The proposed cuts make it obvious that Nevada caters to industries that don't need an educated work force, said Kristina Intinarelli, a student at the College of Southern Nevada and an aspiring English professor, to legislators on the Joint Subcommittee on K-12 Education and Higher Education.
The group, in Southern Nevada to gather input on the proposed state education budget for 2011-13, includes the Senate Committee on Finance and the Assembly Committee on Ways and Means.
Clark County School District Superintendent Dwight Jones said Gov. Brian Sandoval's proposed cuts would "cripple" the district, which faces its own budget shortfall of $250 million to $275 million next year.
"What's being proposed right now is too much," Jones said.

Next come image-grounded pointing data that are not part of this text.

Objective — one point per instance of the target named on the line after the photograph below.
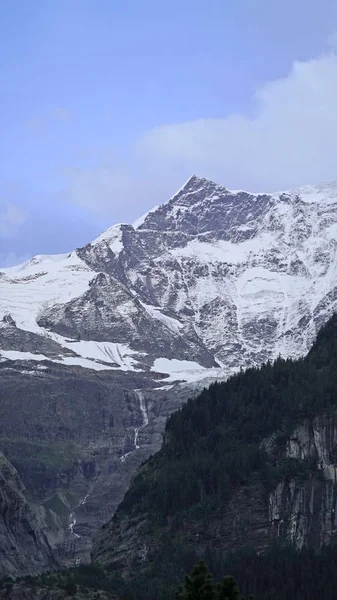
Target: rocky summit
(99, 346)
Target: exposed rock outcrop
(24, 548)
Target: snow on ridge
(155, 312)
(183, 370)
(138, 222)
(27, 293)
(107, 352)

Sandoval is calling for an overall 9 percent cut in state spending on public education, which includes 5 percent reductions to employee salaries and proposals requiring teachers to pay higher retirement costs. Nevada's higher education system funding would decline by $91.5 million in 2012, and $162 million in 2013, system officials have said.
The new cuts also would magnify the impact of earlier budget cuts to public education. The school district, for example, has eliminated 1,734 positions since 2007 to make up for a series of budget shortfalls totaling $375 million.

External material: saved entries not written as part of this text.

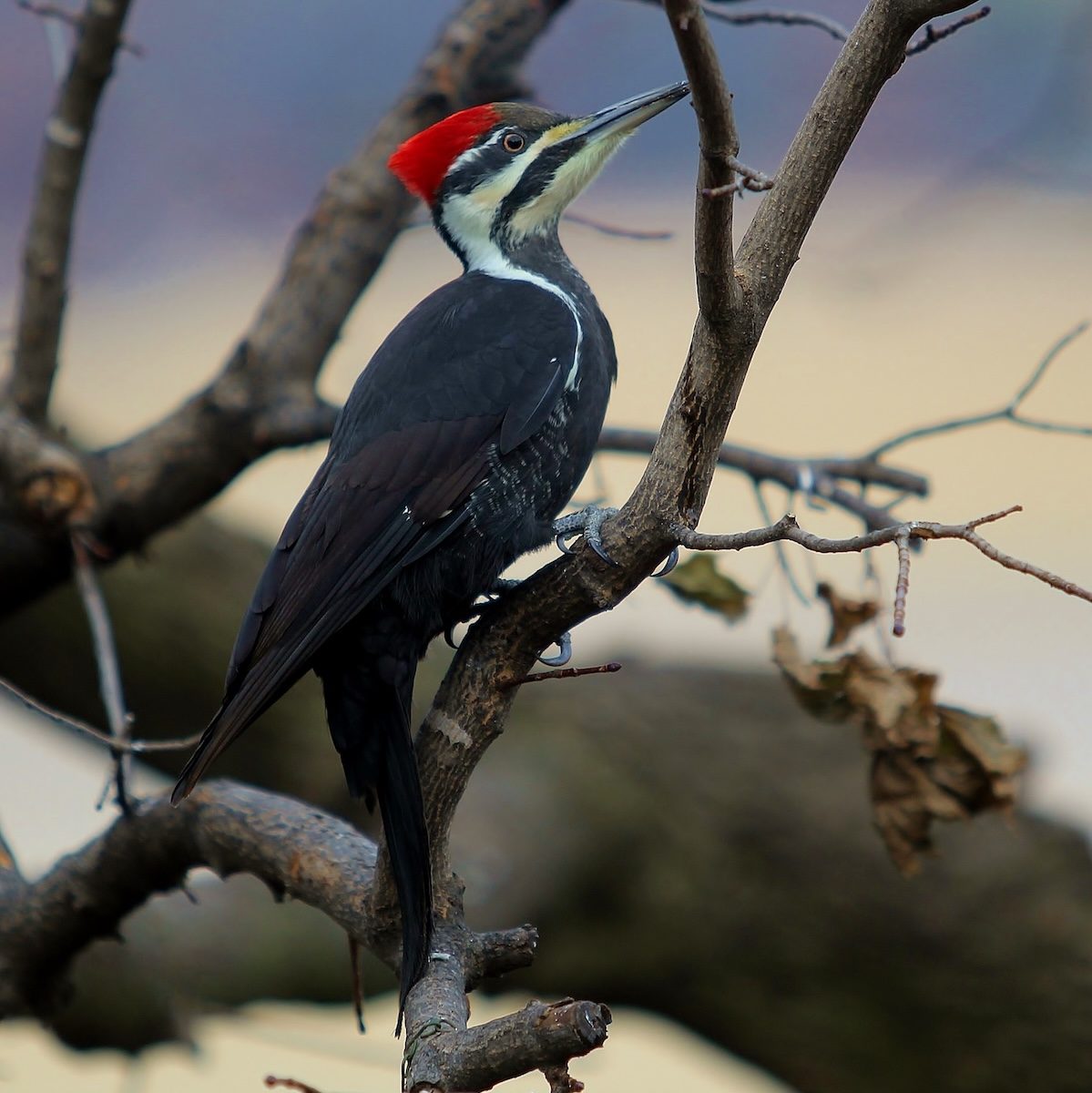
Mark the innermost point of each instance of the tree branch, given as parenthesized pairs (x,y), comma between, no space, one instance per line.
(470,708)
(49,235)
(815,476)
(875,49)
(299,852)
(265,397)
(293,847)
(787,530)
(1009,413)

After listening to 60 public speakers, Senate Majority Leader Steven Horsford, D-Las Vegas, said he understood that "people don't want more cuts to education."
Because the theater used for the meeting could seat only about 600 people, Green Valley students set up speakers from the band department so people outside could hear the proceedings.

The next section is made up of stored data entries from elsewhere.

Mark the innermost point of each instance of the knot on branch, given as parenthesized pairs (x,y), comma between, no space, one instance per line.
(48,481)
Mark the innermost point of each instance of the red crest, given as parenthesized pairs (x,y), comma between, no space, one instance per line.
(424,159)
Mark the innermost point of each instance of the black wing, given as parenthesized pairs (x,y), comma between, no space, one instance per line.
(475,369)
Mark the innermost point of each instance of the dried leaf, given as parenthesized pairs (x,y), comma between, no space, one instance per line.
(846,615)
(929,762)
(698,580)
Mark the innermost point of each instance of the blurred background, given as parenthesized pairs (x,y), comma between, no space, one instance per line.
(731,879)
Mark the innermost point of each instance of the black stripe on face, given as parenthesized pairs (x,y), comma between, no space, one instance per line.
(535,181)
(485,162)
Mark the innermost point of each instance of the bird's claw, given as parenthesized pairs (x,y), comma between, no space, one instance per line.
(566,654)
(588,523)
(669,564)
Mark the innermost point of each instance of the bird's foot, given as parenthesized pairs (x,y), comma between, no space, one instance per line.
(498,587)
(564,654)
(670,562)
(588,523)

A broad spectrum of the public attended, including nine high school and middle school students from rural Sandy Valley who waved signs protesting future cuts.
Some in the crowd called for more accountability from public education, meeting complaints from teachers and members of district employee unions about Nevada's low funding for education with calls for better results.
More money doesn't necessarily guarantee improvement, some speakers said, and Nevada faces a financial crisis.
"Don't spend what you don't have," said speaker Dan Hickey. "That's what my daddy always told me."
Michael Chamberlain, executive director of the Nevada Business Coalition, said teachers are not the only people suffering in this economy.
"As many as 25 percent of people in Nevada may be unemployed right now," Chamberlain said. "Business owners have had to dip into their savings to keep their doors open. Thousand of businesses have already closed their doors. We can't afford to burden those families and those business more than they already have been with increased taxes."
Rachel Spilsbury, 14, a freshman at Arbor View High School in the northwest valley, responded by saying that Nevada won't attract new businesses without investing in education.
"Gaming taxes have not been raised since 1978," Spilsbury said. "Mining taxes have not been raised since the Nevada constitution was written. We need to find new revenue for education."
Patricia Quinn, a first-grade teacher, said teachers are unfairly taking the blame for their states' budget woes. She added, "We should no longer be demonized."